In Scholastic’s November 1998 issue, Erin Lum wrote about her vain attempts to turn in an assignment past the deadline for a class taught by a “stickler for rules” — a frustration that college students are all too familiar with.
As she had been halfway across campus dealing with printers “making weird groaning sounds” it was no surprise that Lum arrived 10 minutes late. The TA “refused to accept it” despite her lamentations. “It wasn’t as if I had spent 10 extra minutes gaining some kind of advantage over all the other students.” She hopelessly asked herself, “What was the point?”
Lum knew, like the rest of us, that “rules are essential some of the time,” and can prevent us from “crime and even lacerations by airborne frogs.” And although rules can teach us responsibility and accountability, some rules should have some exibility.
We’ve all been in Lum’s position before, wondering how rigid rules can help us “better understand the subject material” — a riddle we are still trying to solve.

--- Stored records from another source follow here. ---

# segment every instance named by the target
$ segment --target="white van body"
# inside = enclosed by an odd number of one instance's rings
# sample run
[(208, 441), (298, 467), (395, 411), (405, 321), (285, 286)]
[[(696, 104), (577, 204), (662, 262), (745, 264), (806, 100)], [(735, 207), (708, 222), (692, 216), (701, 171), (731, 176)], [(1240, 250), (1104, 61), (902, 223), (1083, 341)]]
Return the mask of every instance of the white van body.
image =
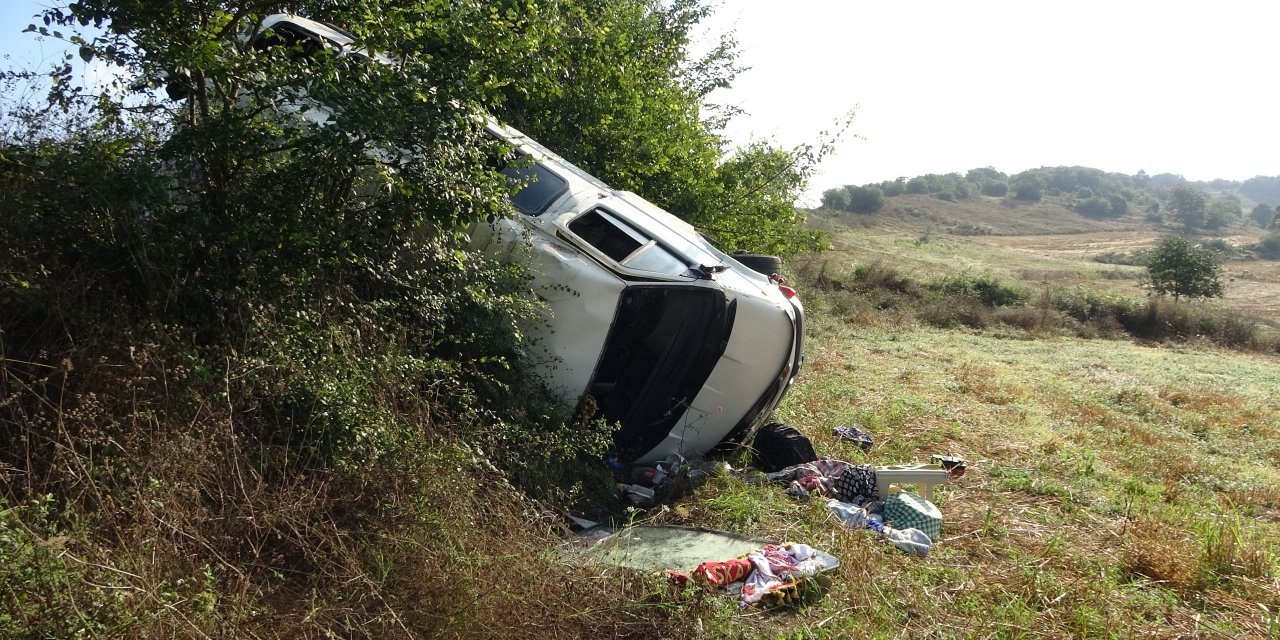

So Lum proceeded, like all students do in times of trouble, to complain about the many “dumb rules” that “were often antithetical to the purpose they were trying to achieve.” I know I’ve experienced countless nights I’ve had to be home “on the dot” and ended up driving way over the speed limit to make it back in time. Lum, like others, knew that such a strict curfew time, put in place to keep us safe, “made no sense” because “it took a fair amount of recklessness” to make the curfew.
In the end, though Lum lost her battle, she proclaimed that she’d never give up fighting for “exceptions to the rule” and concluded that when she writes rules of her own, “they’ll be in erasable ink.” Hopefully we’ll have more professors like Lum and fewer like the strict one she encountered. After all, some “rules are made to be bent.”